A VIDA E SEUS CAMINHOS - CRÔNICA
Francisco Miguel de
Moura*
Passei a manhã de hoje
numa livraria. Não vou dizer o nome pra não fazer propaganda, que eles pagam
caro, mas se colocar aqui não recebo nem um “tostão furado”. Vá traduzir esta
expressão e verá que não tem boa correspondência em outra língua, senão em espanhol,
a mais próxima de nós.
Não foi uma manhã
agradável como as de outrora, de quando eu entrava numa boa livraria com
deleite, permanecendo como que enlevado. Corri os dedos e os olhos por todas as
estantes ou prateleiras e não encontrava o que queria: um livro de crônicas, de
autor brasileiro. De autores tupininquins, só vi o surrado Paulo Coelho, que
não escreve crônicas (e nem sei se seus livros são de boa ficção). Tudo mais
era “best-sellers” americanos ou de outras paragens. Biografias de cantores, livros
políticos e midiáticos.
Já na saída, por muita
sorte, li na carneira o nome de um: “O mundo é o que é”, de Gilmar
Marcílio. Dentro, na primeira linha da
crônica: “Uma das coisas mais bonitas da vida é beijar”. Tive tempo de ler a
primeira crônica e gostei. Fechei-o com cuidado. Pus o volume debaixo do braço,
desci as escadas já procurando onde pagar, com a frase da primeira crônica na
cabeça: “Uma das coisas mais bonitas da vida é beijar”.
Gosto de crônicas
porque a leitura é mais amena. Na minha idade... O cronista trabalha com a
matéria viva – a vida e seus passos. A vida física em toda parte é objetiva, as
alterações são naturais. Mas a vida social, cultural, os acontecimentos são
diferentes em cada lugar do mundo. Dizem que a crônica é um gênero menor, não
sei por qual motivo. Creio que pode tornar-se maior sem exagerar na extensão.

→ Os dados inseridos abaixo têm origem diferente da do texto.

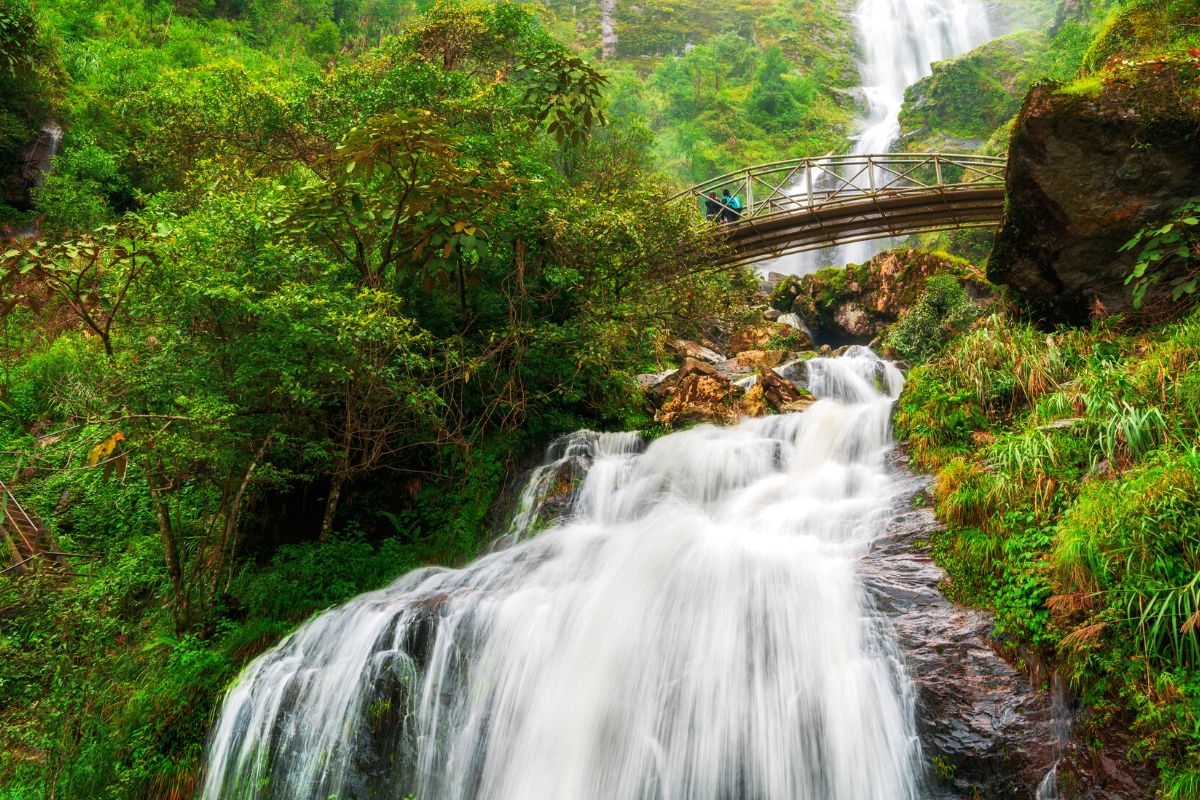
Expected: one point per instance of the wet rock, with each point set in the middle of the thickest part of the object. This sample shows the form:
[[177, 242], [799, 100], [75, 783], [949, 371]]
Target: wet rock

Pode ser universal sem ser de autor que só publique por famosas editoras.
Geralmente a crônica vai do jornal para o livro, se for boa, bem escrita,
trabalhada com estilo. Foi assim que ela começou no Brasil, com Machado de
Assis. E continua ora de costumes, ora poética, ora filosófica, aqui e acolá
ilustrada por ditos populares e anedotas.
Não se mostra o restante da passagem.